+44 330 043 2636
71-75 Shelton Street, Covent Garden, London, WC2H 9JQ

A brief overview of distruptive-tech


Did you know that the worlds most valuable photo company actually sells no camera, the worlds largest taxi company owns no vehicles or even the worlds largest growing television network lays no cables? If you haven’t guessed already I’m talking about Instagram, Uber and Netflix all these companies started small but completely transformed their chosen industry but thinking outside of the box. Facebook took a mare 3.5 years to acquire 50 million customers, Whatsapp took 15 months, Angry Birds took just 15 days. Experts have predicted that by 2025 over 2 billion people will have their first banking experience on their smart phone. 80% of these people will never walk in a bank branch.
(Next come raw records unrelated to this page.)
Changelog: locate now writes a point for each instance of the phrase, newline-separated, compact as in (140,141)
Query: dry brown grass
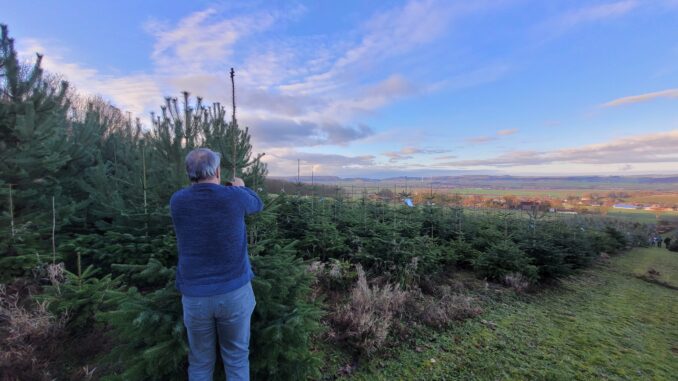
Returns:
(365,320)
(517,281)
(26,331)
(442,308)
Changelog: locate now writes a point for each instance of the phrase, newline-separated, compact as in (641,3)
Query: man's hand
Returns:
(237,182)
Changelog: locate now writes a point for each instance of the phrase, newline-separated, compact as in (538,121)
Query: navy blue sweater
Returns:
(209,221)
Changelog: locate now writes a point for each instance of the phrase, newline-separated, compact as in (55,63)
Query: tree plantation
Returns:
(88,253)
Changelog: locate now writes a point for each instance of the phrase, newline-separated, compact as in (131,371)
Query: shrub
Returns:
(80,297)
(502,259)
(673,246)
(516,281)
(26,330)
(442,308)
(285,319)
(365,320)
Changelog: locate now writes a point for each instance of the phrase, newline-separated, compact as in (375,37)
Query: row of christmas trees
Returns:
(86,185)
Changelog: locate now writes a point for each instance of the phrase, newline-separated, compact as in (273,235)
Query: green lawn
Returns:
(602,324)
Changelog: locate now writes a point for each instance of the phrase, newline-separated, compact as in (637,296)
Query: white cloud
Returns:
(305,90)
(596,12)
(649,148)
(135,93)
(490,138)
(670,93)
(407,153)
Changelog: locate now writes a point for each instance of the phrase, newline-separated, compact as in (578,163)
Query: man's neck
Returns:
(212,180)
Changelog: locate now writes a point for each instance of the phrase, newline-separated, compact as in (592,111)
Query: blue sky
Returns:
(381,88)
Disruptive technology is one which displaces an already established technology and shakes up the entire industry, it can also be a ground-breaking product which helps to create a completely new industry such as Facebook with social media. Harvard Business School professor Clayton M. Christensen separated new technology into two such categories: sustaining and disruptive. Sustaining technology relies heavily on incremental improvements to an already established technology. Disruptive technology would often lack refinement, will have performance problems because it is new and appeals to a limited audience as it may not yet have a proven practical application, this was the case with Alexander Graham Bell’s and his “electrical speech machine,” which is better known in the modern world as a telephone.
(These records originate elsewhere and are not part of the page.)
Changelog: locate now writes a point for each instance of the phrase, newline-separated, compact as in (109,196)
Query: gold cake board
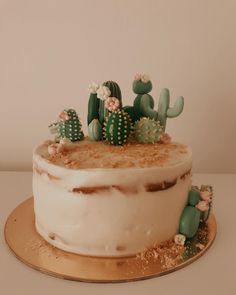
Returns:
(29,247)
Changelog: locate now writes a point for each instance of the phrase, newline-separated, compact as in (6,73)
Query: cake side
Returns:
(109,212)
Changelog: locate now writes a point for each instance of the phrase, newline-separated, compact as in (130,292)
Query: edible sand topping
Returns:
(89,154)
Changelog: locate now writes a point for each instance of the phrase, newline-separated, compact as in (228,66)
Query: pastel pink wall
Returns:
(51,50)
How does a small young company overcome the industry giant? Well when the larger company start focusing on sustaining innovation by upgrading existing products and services in order to attract higher paying customers, the problems start to occur when they start to ignore all such customers who want simple low-cost alternatives. This is where a small entrepreneur company jumps in with that basic offering, while the larger company focuses on their more profitable customers by adding unnecessary features that no one wants to pay for. Meanwhile, the disrupter focuses on improving its current product in order to appeal to more customers and by the time the larger company starts to notice the disrupter has already taken over the market. Blockbusters were dominating in the movie world, selling CD’s and DVD’s but failed to cooperate with the changing world, Netflix explicated the gap in the market and excelled beside why will you pay £5 to borrow a movie from Blockbusters when Netflix gives u thousands of option for the same price and all from the comfort of your own home.